Mo Korchinski, a Maple Ridge mom and former inmate, was incarcerated at Alouette while the program was running and credits it for inspiring her to reconnect with her own children, who she hadn’t seen for 11 years. The babies, she adds, transformed the atmosphere at Alouette.
“You know what it’s like when you bring a baby into a room,” said Korchinski.
Now reconnected with her family, Korchinski is completing a bachelor’s degree in social work and works with former inmates as a project coordinator with the University of British Columbia’s Unlocking the Gates peer mentor program.
Korchinski says since the Alouette program shut down in 2008, 23 incarcerated mothers have given birth.
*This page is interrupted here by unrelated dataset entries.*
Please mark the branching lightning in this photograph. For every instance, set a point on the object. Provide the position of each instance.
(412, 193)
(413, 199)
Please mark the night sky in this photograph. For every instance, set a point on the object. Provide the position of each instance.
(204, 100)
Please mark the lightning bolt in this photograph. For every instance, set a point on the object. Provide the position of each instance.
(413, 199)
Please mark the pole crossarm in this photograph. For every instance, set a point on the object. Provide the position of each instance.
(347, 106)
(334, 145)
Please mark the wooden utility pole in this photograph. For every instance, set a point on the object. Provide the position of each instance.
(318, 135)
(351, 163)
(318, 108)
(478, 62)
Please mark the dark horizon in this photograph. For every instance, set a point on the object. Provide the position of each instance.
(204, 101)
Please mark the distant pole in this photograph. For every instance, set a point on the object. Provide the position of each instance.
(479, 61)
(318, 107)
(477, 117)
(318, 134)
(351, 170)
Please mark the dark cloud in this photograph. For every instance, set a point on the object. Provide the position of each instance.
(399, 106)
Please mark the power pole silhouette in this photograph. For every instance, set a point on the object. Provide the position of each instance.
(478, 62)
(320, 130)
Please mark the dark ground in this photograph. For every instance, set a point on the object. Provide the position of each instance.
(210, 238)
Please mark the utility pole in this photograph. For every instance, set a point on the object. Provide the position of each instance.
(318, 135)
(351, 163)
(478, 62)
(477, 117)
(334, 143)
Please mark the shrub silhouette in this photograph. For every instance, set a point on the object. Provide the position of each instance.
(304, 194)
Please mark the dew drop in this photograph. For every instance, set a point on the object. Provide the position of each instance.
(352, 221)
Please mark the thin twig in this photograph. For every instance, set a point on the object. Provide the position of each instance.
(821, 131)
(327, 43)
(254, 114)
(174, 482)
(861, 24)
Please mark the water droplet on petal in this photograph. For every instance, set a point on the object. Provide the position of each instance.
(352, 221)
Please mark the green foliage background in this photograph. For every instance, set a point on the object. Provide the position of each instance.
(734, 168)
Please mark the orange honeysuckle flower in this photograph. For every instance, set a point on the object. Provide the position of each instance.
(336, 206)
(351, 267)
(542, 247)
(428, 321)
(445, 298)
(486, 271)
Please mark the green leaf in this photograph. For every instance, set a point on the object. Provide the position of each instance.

All 23 babies ended up in foster care.
Their futures are bleak as 60 per cent of children with an incarcerated parent become involved in crime.
“It’s possible 23 children could end up in the same place,” said Korchinski, who is currently helping one mother, released from Alouette a few weeks ago, get her child back.
Korchinski is already in contact with prison staff and hopes they reach out to the wider community.
“Alouette Correctional Centre is part of Maple Ridge and it’s time we embraced the women there and make them part of the community.”
Meanwhile, B.C. Corrections is researching similar programs in other jurisdictions to craft one that’s appropriate for Alouette.
In the meantime, the prison’s current supports for mothers and babies will remain in place. They include steering expectant mothers towards community-based sentences, allowing mothers to have as much contact with their babies as possible, and enhanced visitation plans that could include daily visits.